As prelude to the rather astonishing events that are about to ensue, the velvet voice of Dinah Washington fills the auditorium. "Things never are as bad as they seem," she purrs, "so dream, dream, dream." But in Henrik Ibsen's 1890 masterwork Hedda Gabler, which is being staged by Echo Theatre, things are indeed as bad as they seem and worse. General Gabler's narcissistic, bullying daughter Hedda is trapped in an absurdly foolish marriage and is apparently pregnant with a child she could only despise. The prospect of her straitjacket future is even bleaker than her already oppressive present.
Ibsen's story plays out like a round of high-stakes strip poker. There is constant bluffing and one-upmanship. The losers don't discard their clothes; they are forced to shed their illusions and vanities. As the play begins, Hedda and her myopic husband George have just returned from an extended six-month honeymoon. But for Hedda home is not where the heart is; it is the place where you finally have to stop moving and face stark reality. The reality is that she is bored beyond distraction. Her only interest is in manipulating others just as she too is capable of being manipulated.
With the sole exception of Berta the maid (Sally Eaton), everyone we meet is determined to dominate someone else. The insidious Judge Brack (Charles Barron) tries his sly hand at blackmail; George's adoring Aunt Julia (Donna Weinsting) insists on being the most important woman in his life. Even the bland, wispy Thea (Michelle Hand) has sought to sober up George's scholarly rival, the iconoclastic author Eilert Lovborg (Aaron Benedict). If Hedda is more "filled out" than the other characters, it's not only because she's beginning to show signs of her pregnancy but also because she is able to gaze at herself so unflinchingly.
Initially nothing is hurt by updating the play from nineteenth-century Norway to an American college town in 1955. In addition to getting to hear Dinah Washington, we sense the jealousies, both personal and professional, that proliferate throughout the stultifying "publish or perish" universe of academia. George and Hedda come off as precursors to George and Martha in Who's Afraid of Virginia Woolf? he, a nonentity; she, the daughter of a doting daddy. But as the evening progresses, and we see dueling pistols that don't really look like dueling pistols and have to imagine a fire that never burns, Ibsen's specific universe begins to run counter to this university locale.
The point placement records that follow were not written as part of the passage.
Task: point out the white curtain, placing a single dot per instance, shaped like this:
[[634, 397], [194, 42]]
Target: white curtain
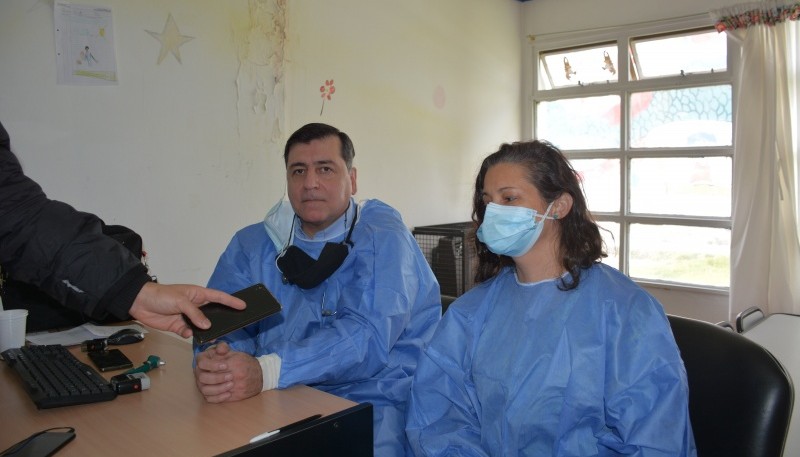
[[765, 243]]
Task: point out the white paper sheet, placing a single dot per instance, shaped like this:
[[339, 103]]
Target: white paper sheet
[[84, 44], [78, 335]]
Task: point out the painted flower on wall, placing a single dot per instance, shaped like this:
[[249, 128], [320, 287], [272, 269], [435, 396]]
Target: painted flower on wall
[[325, 92]]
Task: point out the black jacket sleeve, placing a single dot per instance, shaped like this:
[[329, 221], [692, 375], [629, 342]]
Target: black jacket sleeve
[[62, 251]]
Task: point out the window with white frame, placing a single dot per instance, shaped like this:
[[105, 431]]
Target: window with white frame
[[645, 116]]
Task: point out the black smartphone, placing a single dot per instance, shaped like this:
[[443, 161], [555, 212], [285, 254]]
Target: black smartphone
[[110, 360], [41, 444], [224, 319]]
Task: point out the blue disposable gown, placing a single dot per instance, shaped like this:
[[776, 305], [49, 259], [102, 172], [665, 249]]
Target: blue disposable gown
[[528, 369], [381, 306]]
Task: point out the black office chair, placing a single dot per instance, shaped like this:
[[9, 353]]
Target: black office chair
[[726, 325], [740, 396]]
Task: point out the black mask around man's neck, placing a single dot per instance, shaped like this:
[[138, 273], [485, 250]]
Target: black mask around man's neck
[[301, 269]]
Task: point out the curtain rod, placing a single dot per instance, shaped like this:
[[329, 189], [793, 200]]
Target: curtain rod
[[555, 35]]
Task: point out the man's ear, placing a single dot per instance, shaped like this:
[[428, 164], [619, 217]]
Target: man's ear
[[562, 206], [352, 172]]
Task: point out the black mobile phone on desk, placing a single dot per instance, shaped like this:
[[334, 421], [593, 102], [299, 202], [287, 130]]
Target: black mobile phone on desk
[[110, 360], [42, 444], [224, 319]]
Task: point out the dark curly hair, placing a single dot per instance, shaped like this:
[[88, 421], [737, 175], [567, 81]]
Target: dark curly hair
[[581, 244]]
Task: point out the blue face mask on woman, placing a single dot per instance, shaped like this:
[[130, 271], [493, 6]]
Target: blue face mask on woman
[[511, 230]]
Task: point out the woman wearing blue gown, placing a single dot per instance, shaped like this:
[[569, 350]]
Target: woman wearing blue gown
[[553, 353]]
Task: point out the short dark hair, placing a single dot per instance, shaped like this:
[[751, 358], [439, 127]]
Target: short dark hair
[[317, 131], [581, 244]]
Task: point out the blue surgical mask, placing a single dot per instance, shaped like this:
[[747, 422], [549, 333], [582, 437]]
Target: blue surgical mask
[[511, 230], [278, 223]]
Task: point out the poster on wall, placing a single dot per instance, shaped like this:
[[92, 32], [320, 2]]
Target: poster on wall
[[84, 45]]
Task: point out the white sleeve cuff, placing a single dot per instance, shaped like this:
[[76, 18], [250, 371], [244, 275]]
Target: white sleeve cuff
[[270, 370]]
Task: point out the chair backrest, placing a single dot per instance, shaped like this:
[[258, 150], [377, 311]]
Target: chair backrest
[[748, 318], [740, 396]]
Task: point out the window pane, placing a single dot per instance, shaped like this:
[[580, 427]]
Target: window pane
[[694, 117], [578, 66], [580, 123], [610, 233], [681, 186], [694, 255], [600, 179], [702, 52]]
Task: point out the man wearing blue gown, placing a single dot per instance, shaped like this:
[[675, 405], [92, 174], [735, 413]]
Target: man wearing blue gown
[[359, 299]]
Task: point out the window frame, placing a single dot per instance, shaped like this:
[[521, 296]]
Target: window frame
[[623, 87]]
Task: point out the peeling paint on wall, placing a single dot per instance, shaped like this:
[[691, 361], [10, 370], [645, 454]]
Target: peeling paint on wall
[[261, 45]]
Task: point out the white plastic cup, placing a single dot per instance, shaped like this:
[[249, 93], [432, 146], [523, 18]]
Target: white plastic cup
[[12, 328]]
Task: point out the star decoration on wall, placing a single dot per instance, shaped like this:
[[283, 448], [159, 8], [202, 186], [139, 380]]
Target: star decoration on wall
[[171, 39]]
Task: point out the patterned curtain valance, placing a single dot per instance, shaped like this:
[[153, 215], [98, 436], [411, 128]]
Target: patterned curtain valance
[[752, 14]]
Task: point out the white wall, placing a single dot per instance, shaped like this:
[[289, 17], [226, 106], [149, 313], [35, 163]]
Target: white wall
[[542, 17], [187, 153]]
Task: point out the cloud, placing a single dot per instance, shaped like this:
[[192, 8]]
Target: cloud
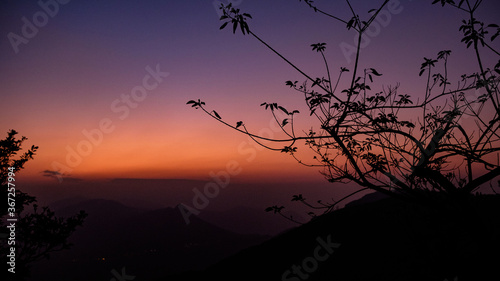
[[59, 176]]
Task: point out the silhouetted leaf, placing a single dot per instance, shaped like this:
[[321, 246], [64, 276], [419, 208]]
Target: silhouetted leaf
[[284, 110], [223, 25], [375, 72]]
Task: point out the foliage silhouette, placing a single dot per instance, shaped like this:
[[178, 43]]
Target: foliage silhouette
[[38, 232], [364, 136]]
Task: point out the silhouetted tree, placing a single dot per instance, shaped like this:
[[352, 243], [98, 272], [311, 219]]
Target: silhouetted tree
[[384, 140], [37, 233]]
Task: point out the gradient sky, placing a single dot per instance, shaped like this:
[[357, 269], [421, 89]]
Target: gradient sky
[[70, 75]]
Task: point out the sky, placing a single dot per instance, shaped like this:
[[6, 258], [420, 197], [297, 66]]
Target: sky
[[101, 86]]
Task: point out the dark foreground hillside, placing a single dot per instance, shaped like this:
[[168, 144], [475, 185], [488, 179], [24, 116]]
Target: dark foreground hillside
[[384, 240]]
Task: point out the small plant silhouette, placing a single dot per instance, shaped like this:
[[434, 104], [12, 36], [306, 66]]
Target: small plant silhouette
[[38, 232]]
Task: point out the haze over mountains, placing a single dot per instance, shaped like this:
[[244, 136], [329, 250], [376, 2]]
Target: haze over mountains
[[148, 243]]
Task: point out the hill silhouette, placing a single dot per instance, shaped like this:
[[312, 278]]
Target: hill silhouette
[[382, 240], [148, 243]]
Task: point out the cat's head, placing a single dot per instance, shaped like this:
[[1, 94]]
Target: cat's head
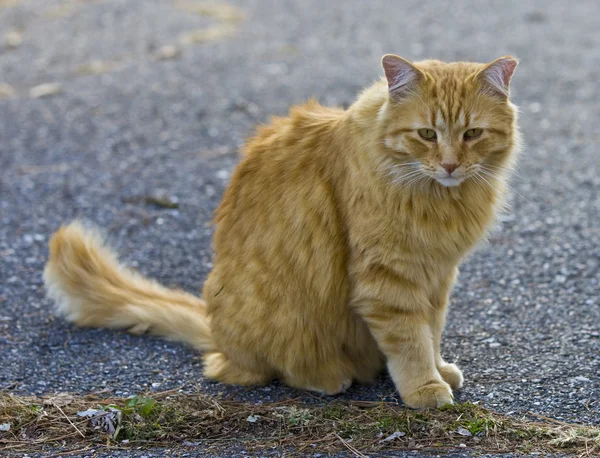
[[449, 122]]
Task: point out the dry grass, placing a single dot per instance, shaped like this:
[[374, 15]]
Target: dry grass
[[173, 419]]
As staged (and designed) by Eric Little, there is never a sense that these people inhabit this world. The furniture may look 1950s, and the desk bust of a wild stallion may offer a telling metaphor, but the actors seem oblivious to both century and continent. The other problem is that only rarely does Kelly Schnider's title-role portrayal rise above the level of a reading. By the time the plot reaches its mind-blowing finale, we know little more about Hedda (apart from what we've heard in the lines) than we did at the outset. We hear her say, for instance, that she's "terrified of scandal," but we don't see, feel or believe it.
It's left to Terry Meddows as husband George, "the last of the simple souls," to bring the story to life. Meddows knows when to play into the lines and when to play against them. But when George Tesman is the most interesting character in Hedda Gabler, something is amiss.
Ibsen doesn't visit St. Louis often, and we can thank Echo for presenting this infrequently seen play. But hold on to your vine leaves: We'll get another shot at Hedda in November at Saint Louis University, another chance to probe the mind of one of the theater's most enigmatic icicles. Hedda might not be someone you'd want to live with, but she certainly warrants a repeat visit.